Officers were taken to hospital for evaluation and were found to be out of danger, the statement said.

Demonstrators scrawled graffiti in front of the attorney general’s office and carried banners calling for the safe return of students.

So far, the remains of only three victims have been identified.

On Wednesday, relatives of the students protested outside the Israeli embassy demanding the extradition of Tomas Zeron, a former top investigator wanted in connection with the case.

Zeron is one of the architects of the so-called “historical truth,” the official version of the case presented in 2015, which was rejected by victims’ families and independent experts.

The 43 student teachers had seized buses in the southern state of Guerrero to go to a demonstration in Mexico City before disappearing.

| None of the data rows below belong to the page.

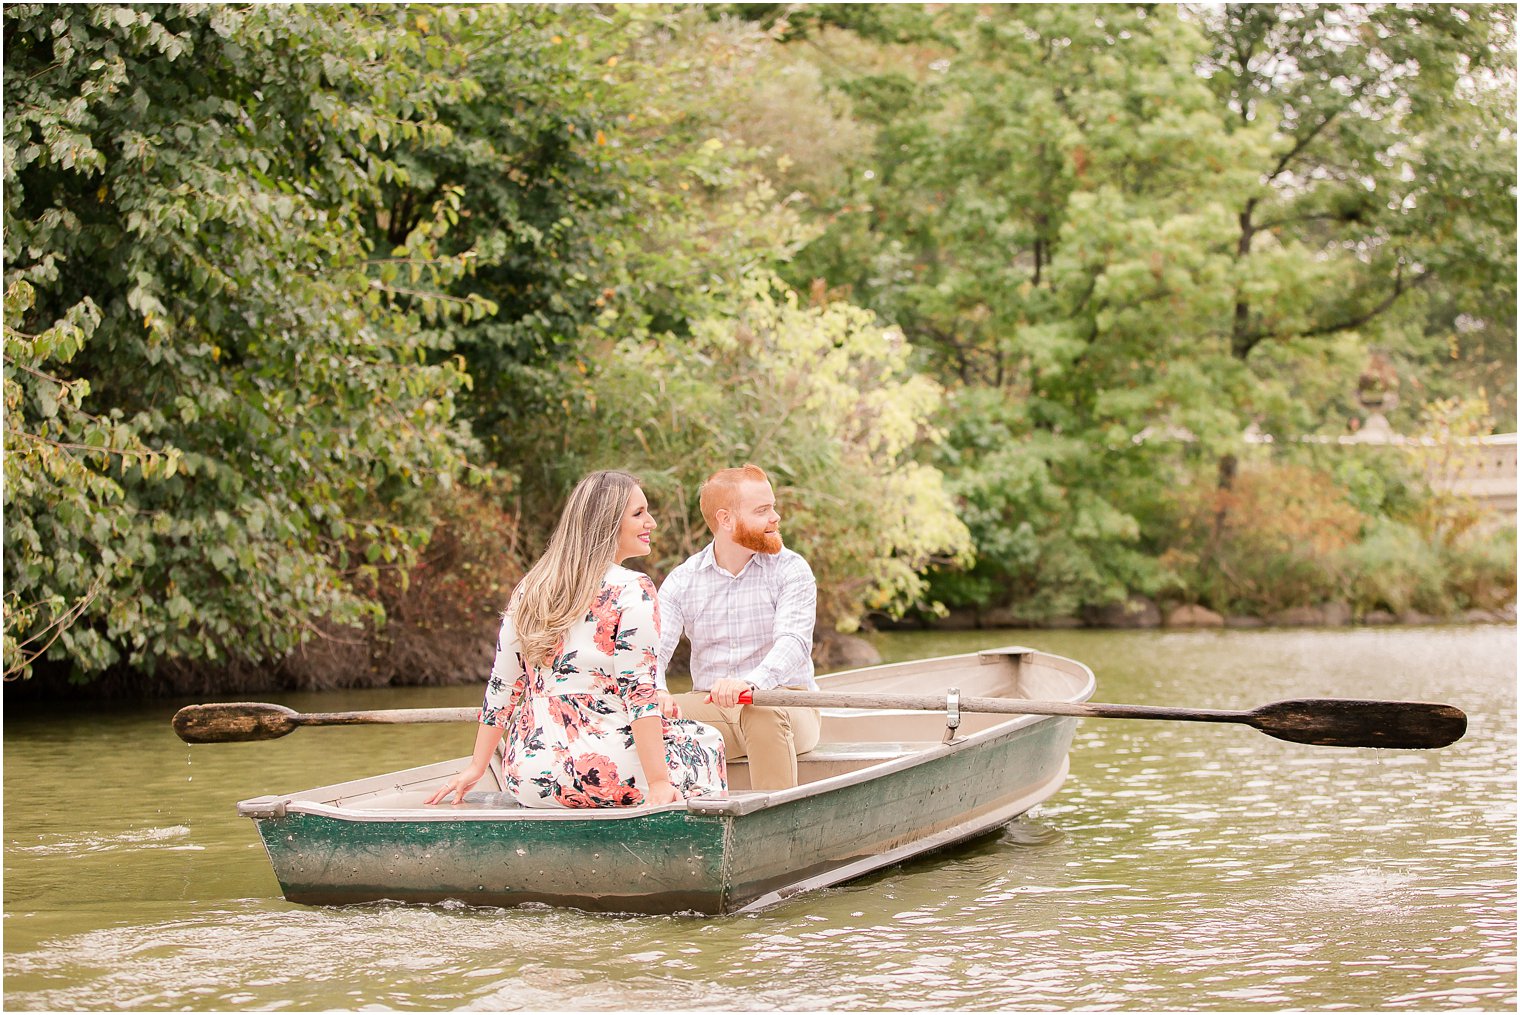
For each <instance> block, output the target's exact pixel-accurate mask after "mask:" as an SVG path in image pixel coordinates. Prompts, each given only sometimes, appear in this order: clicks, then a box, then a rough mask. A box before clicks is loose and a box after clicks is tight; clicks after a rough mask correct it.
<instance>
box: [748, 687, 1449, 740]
mask: <svg viewBox="0 0 1520 1015" xmlns="http://www.w3.org/2000/svg"><path fill="white" fill-rule="evenodd" d="M739 700H740V704H754V705H771V707H777V708H787V707H804V708H907V710H917V711H945V710H947V705H948V700H947V699H945V697H944V696H938V694H845V693H838V691H745V693H743V694H740V696H739ZM959 707H961V711H967V713H1006V714H1012V716H1081V717H1085V719H1173V720H1183V722H1236V723H1245V725H1246V726H1252V728H1256V729H1260V731H1262V732H1265V734H1266V735H1269V737H1277V738H1278V740H1292V741H1294V743H1312V745H1318V746H1321V748H1444V746H1447V745H1450V743H1456V741H1458V740H1461V738H1462V734H1464V732H1467V714H1465V713H1464V711H1462V710H1461V708H1456V707H1455V705H1441V704H1438V702H1388V700H1363V699H1356V697H1295V699H1289V700H1281V702H1268V704H1266V705H1260V707H1257V708H1252V710H1251V711H1231V710H1219V708H1167V707H1163V705H1105V704H1100V702H1040V700H1029V699H1023V697H962V699H961V702H959Z"/></svg>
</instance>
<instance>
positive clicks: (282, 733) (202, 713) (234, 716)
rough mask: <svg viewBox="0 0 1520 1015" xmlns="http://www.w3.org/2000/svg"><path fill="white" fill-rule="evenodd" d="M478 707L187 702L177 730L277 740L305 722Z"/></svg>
mask: <svg viewBox="0 0 1520 1015" xmlns="http://www.w3.org/2000/svg"><path fill="white" fill-rule="evenodd" d="M479 714H480V710H477V708H380V710H375V711H368V713H298V711H295V710H292V708H286V707H284V705H269V704H264V702H222V704H219V705H185V707H184V708H181V710H179V711H176V713H175V719H173V725H175V732H176V734H179V738H181V740H184V741H185V743H242V741H246V740H277V738H280V737H283V735H286V734H289V732H295V731H296V729H299V728H301V726H366V725H371V723H423V722H471V720H473V719H474V717H476V716H479Z"/></svg>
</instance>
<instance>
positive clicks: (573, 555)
mask: <svg viewBox="0 0 1520 1015" xmlns="http://www.w3.org/2000/svg"><path fill="white" fill-rule="evenodd" d="M637 488H638V477H637V476H632V474H629V473H622V471H617V470H605V471H602V473H591V474H590V476H587V477H585V479H582V480H581V482H579V483H576V488H575V489H573V491H570V500H568V501H565V507H564V511H562V512H559V524H558V526H555V533H553V535H552V536H549V549H547V550H544V555H543V556H541V558H538V562H537V564H534V567H532V568H529V571H527V574H524V576H523V580H521V582H518V585H517V591H515V593H514V594H512V602H511V606H508V609H506V612H508V614H509V615H511V618H512V626H514V629H515V632H517V641H518V646H520V647H521V650H523V661H524V662H527V664H529V666H543V664H549V662H552V661H553V653H555V649H558V647H559V640H561V638H564V635H565V632H567V631H568V629H570V628H572V624H575V623H576V621H578V620H581V618H582V617H585V612H587V611H588V609H590V608H591V600H593V597H594V596H596V594H597V591H600V588H602V579H603V577H605V576H606V568H608V567H611V565H613V564H617V530H619V527H620V526H622V521H623V511H626V507H628V498H629V497H631V495H632V492H634V489H637Z"/></svg>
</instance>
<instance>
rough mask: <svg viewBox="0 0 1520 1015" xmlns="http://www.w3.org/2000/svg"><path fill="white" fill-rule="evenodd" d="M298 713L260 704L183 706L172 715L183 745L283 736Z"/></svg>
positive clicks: (278, 705) (237, 703) (225, 742)
mask: <svg viewBox="0 0 1520 1015" xmlns="http://www.w3.org/2000/svg"><path fill="white" fill-rule="evenodd" d="M296 716H298V713H295V711H293V710H290V708H286V707H284V705H268V704H264V702H220V704H216V705H185V707H184V708H181V710H179V711H176V713H175V719H173V726H175V732H176V734H179V738H181V740H184V741H185V743H243V741H249V740H274V738H277V737H283V735H286V734H287V732H290V731H292V729H295V728H296V726H298V725H299V723H298V722H296V719H295V717H296Z"/></svg>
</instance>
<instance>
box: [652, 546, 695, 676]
mask: <svg viewBox="0 0 1520 1015" xmlns="http://www.w3.org/2000/svg"><path fill="white" fill-rule="evenodd" d="M686 576H687V570H686V568H681V567H678V568H676V570H673V571H670V574H667V576H666V580H664V583H663V585H661V587H660V656H658V661H657V666H655V687H657V688H658V690H661V691H664V690H669V685H667V684H666V667H667V666H670V656H673V655H675V647H676V646H678V644H681V634H682V632H684V631H686V609H684V603H682V600H684V599H686Z"/></svg>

Investigators say they were arrested by corrupt police and handed over to a drug cartel who mistook them for members of a rival gang, but what exactly happened to them is disputed.

Last month, a truth commission charged by the current government with investigating the atrocity branded the case as a “state crime” involving agents from various institutions.

The next day, former Attorney General Jesus Murillo Karam, who led the controversial “historical truth” investigation, was arrested on charges of enforced disappearance, torture and obstruction of justice.

Arrest warrants have been issued for more than 80 suspects, including 20 military personnel, 44 police officers and 14 cartel members, according to prosecutors.